Derived from the Le Mans-winning D-Type, and the basic idea that William Lyons had in mind for the XKSS was to milk the US’s appetite for European sports cars, an appetite that had been growing quite large by the mid 1950s thanks to importers like Max Hoffman, a strong economy, and a renewed urgency to spend on material and otherwise fanciful goods.
The primary reason it exists though was a function of Jaguar deciding what to do with its defunct race cars. After the factory team had pulled out of sports car racing at the end of 1956, and with regulatory changes coming to Le Mans that would make the D-Type obsolete for the remaining privateers like Ecurie Ecosse, Jaguar was left with a pile of unused or else partially built D-Type chassis. To recoup the cost of developing that car, the solution was to build these leftover D-Types into street legal variants to be sold as the finless XKSS models with the same mechanicals.

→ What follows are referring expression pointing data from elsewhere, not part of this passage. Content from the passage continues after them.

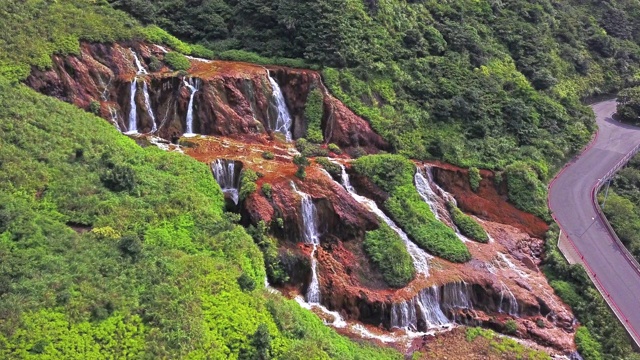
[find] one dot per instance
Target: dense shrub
(333, 169)
(474, 178)
(177, 61)
(510, 327)
(394, 174)
(308, 149)
(389, 253)
(334, 149)
(467, 225)
(247, 183)
(266, 190)
(526, 191)
(313, 116)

Besides ditching the iconic fin, not much else was modified to make them eligible for public roads; a second seat was fitted, a few windows and bumper pieces now adorned the exterior, and a rudimentary foldaway roof was included along with windscreen wipers and some basic trim in the cockpit. The planned production run of 25 examples came to a halt at 16 though after a fire burned down the Browns Lane factory and the remaining D-Type/XKSS chassis housed inside in 1957. As you may know, in recent years Jaguar’s gone and built what they are calling “continuation” models of cars like the D-Type and XKSS, which brings us to this car.

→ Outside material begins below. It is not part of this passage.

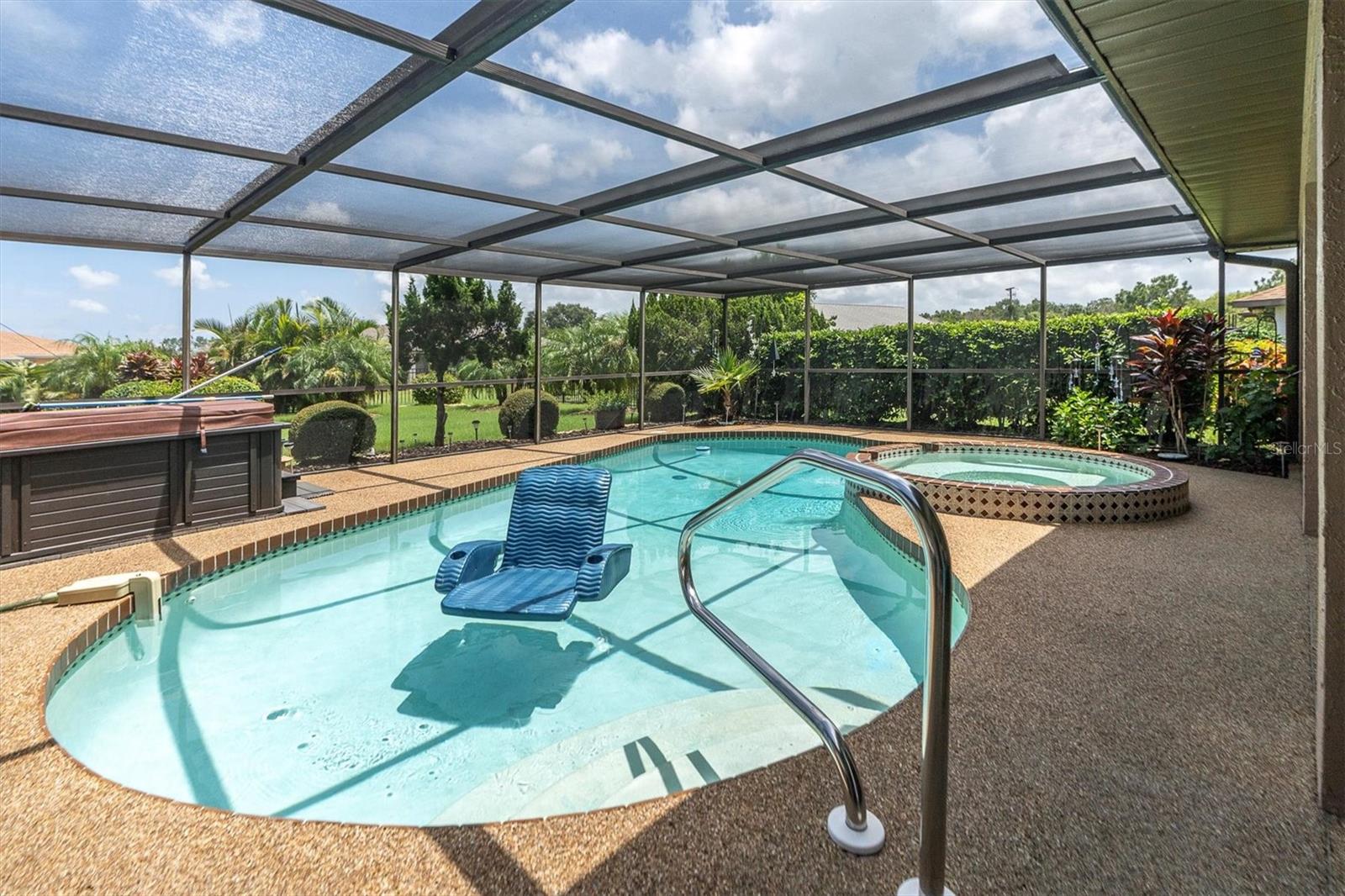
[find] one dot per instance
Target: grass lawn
(417, 421)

The owner of the XKSS replica shown here, James Chen, views the question of authenticity from a pragmatic standpoint. “I looked in my left pocket—don’t have that kind of money—but it’s not a matter of owning the genuine article,” he says, adding “the feeling is the same.” He also goes on to distinguish his answer to the inevitable question he gets whenever someone recognizes the car: “Is it a real one?” No, he says, but he makes sure to elaborate. Chen isn’t pretending, but he knows his car isn’t on the same level as a Fiero dressed up like a Ferrari. In his case, the car is driven by a motor stamped with “Jaguar,” it was bodied by one of the best in the business, and at the heart of the matter, it’s still a truly vintage driving experience—bias-ply tires and a chassis from 1964 (its underpinnings are borrowed from an E-Type), kind of make that part inevitable.
But how did he come to land on such an obscure car? Chen knew he wanted something vintage and specifically without a roof, but the car also had to be able to keep up with modern traffic, so that ruled out pretty much everything with an MG badge for starters, and eventually he found this XKSS recreation near San Francisco. The car’s owner had raced D-Types in the period, and he’d wanted to bring some of that experience to the street without attaching the exorbitant value of a genuine D-Type or XKSS to the experience, so he commissioned Ram Engineering to build this instead, seeing as the company specializes in re-bodying Jags to look like C and D-Types as well as XKSSes. It has authentic D-Type wheels with the spline drives to really complete the look, but the car is based on a ’64 E-Type so it has a 3.8-liter straight-six under the clamshell hood, as well as the E-Type’s independent rear suspension that was absent on the genuine XKSS.
The real function of this car then isn’t to own something unobtainable, and he’d rather have something that’s capable of being enjoyed for its mechanical abilities rather than its potential to increase in value as it sits motionless and climate-controlled. He shares the car with his son especially, but he hopes the car will inspire other young enthusiasts who still value the analog nature of driving cars like these. What’s not to love?